Antes de continuar quisiera esclarecer un punto: la consideración del problema de las influencias en el contexto de la tradición chilena, y dentro de los autores que han marcado esa tradición, sigue principalmente un hilo argumental. Con ello no pretendo negar que hay influencias ajenas a esta tradición que han impactado profundamente a nuestra literatura. Sin embargo, en la medida que quise poner el acento en el modo como las influencias funcionaban en estado práctico, operar el ejercicio metodológico de pensar la literatura dentro de nuestros márgenes nos permite dilucidar de manera más clara el carácter de estas prácticas. Por otra parte, si bien esas influencias externas existieron, tuvieron en Chile, representantes y acólitos bien específicos. El surrealismo en Chile tuvo embajadores conocidos.

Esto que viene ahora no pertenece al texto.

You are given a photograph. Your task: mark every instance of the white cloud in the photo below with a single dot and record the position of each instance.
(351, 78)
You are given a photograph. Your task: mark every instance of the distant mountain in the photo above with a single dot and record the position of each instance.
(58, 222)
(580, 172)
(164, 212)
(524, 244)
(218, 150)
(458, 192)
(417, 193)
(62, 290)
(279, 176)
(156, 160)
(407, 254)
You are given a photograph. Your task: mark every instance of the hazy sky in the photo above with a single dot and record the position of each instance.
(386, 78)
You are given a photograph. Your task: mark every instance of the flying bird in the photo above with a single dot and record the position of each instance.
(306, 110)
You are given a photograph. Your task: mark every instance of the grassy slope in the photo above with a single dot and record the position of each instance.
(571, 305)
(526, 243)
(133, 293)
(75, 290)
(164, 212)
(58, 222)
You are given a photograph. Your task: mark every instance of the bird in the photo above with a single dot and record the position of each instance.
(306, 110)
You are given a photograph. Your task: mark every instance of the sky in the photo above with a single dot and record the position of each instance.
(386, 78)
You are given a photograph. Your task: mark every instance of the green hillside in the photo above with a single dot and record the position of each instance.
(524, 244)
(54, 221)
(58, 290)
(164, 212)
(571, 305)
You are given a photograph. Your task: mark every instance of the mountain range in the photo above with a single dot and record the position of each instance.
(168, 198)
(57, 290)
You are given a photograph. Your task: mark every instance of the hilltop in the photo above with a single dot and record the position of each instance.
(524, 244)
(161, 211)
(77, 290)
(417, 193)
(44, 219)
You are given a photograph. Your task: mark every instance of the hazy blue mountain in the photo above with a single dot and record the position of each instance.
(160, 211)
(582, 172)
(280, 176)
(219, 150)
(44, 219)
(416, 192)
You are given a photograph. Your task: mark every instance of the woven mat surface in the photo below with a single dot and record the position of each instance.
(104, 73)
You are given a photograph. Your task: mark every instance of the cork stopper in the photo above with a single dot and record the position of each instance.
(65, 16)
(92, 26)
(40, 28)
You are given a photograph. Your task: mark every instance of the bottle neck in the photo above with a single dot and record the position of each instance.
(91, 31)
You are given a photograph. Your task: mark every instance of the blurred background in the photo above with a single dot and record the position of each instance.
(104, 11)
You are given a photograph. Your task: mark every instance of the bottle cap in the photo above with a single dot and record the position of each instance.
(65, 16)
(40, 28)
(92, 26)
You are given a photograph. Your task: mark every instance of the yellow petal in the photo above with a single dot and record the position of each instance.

Dados los antecedentes mencionados, creo que podemos llegar a formular una pequeña hipótesis sobre el modo en que han operado las influencias en Chile. Partamos por la angustia: ¿a qué ese temor de dejarse afectar, de dejarse influenciar? ¿A qué viene esa curiosa y enfermiza pretensión de pureza y originalidad? Algo ya dijimos, al mencionar la dinámica de camarillas tan propia de nuestra literatura. Si aceptamos, con Freud, que el complejo de Edipo constituye un buen modelo para analizar la génesis de la cultura, podemos ligar fácilmente esta suerte de angustia creativa con la posición que los escritores tienen en tanto que creadores de cultura en nuestro país. Angustia por matar al padre pero también angustia por el padre ausente. Angustia por salir del clan pero también angustia por no poder vivir sin él. Angustia por disputar con los hermanos la soberanía sexual sobre la literatura pero también angustia porque sin el clan no se puede ejercer esa soberanía. Las constricciones materiales y culturales que la aristocracia económica chilena, dueña de los medios de producción y difusión de la literatura, ha ejercido sobre ella hacen que este fenómeno se vuelva todavía peor: angustia del león que camina en su jaula y no puede ejercer toda su potencia pero que es soberano en el zoológico y centro de las miradas de los distraidos visitantes. Impotente soberano, la influencia que puede tener queda reducida a su belleza seminal y estéril. Su potente deseo por procrear y destruir la vida, queda depositado tras los barrotes de mármol con que la aristocracia erige su panteón. Hasta que envejezca, se afee y muera en la pobreza, mientras los agentes culturales arrojan otra bestia dentro de la jaula.

Como indicaba, podemos situarnos hoy ante otro modo de pensar las influencias. La nueva posición de la poesía involucra no sólo redefinir la relación que ella pueda todavía tener con el público sino que también reevaluar su vínculo con la tradición. Sugiero que pensemos a las obras mayores como una gama de recursos estéticos a libre disposición, y que nuestro compromiso y nuestra fidelidad no se deban a la línea de pensamiento trazada por ninguno de los maestros. Por otra parte, sugiero que dejemos atrás la noción de que al interior de la poesía chilena deba existir alguna voz dominante marcando la pauta. Finalmente, sugiero que dejemos atrás la peligrosa noción de poesía chilena. La territorialidad de nuestra poesía nunca ha estado sujeta a los límites tan queridos por nuestros débiles juristas y nuestro conmovedor sistema judicial. De hecho, grandes textos de la poesía chilena han sido escritos fuera de Chile y no necesariamente por lo que hubiera en ellos de chilenidad. En ese sentido, quizá la más peligrosa de las influencias heredada por nosotros haya sido aquella que se empeñara en rastrear a través de los textos de los grandes poetas una idea de nación. Tras abrir la ventana al mundo, quizá pueda romperse la asociación de angustia e influencias, y quizá las influencias dejen de ser un problema psicológico de enfermos, huachos y delatores, para convertirse en un tema de debate público, donde verdaderamente se juegue nuestra identidad y nuestra individualidad como escritores.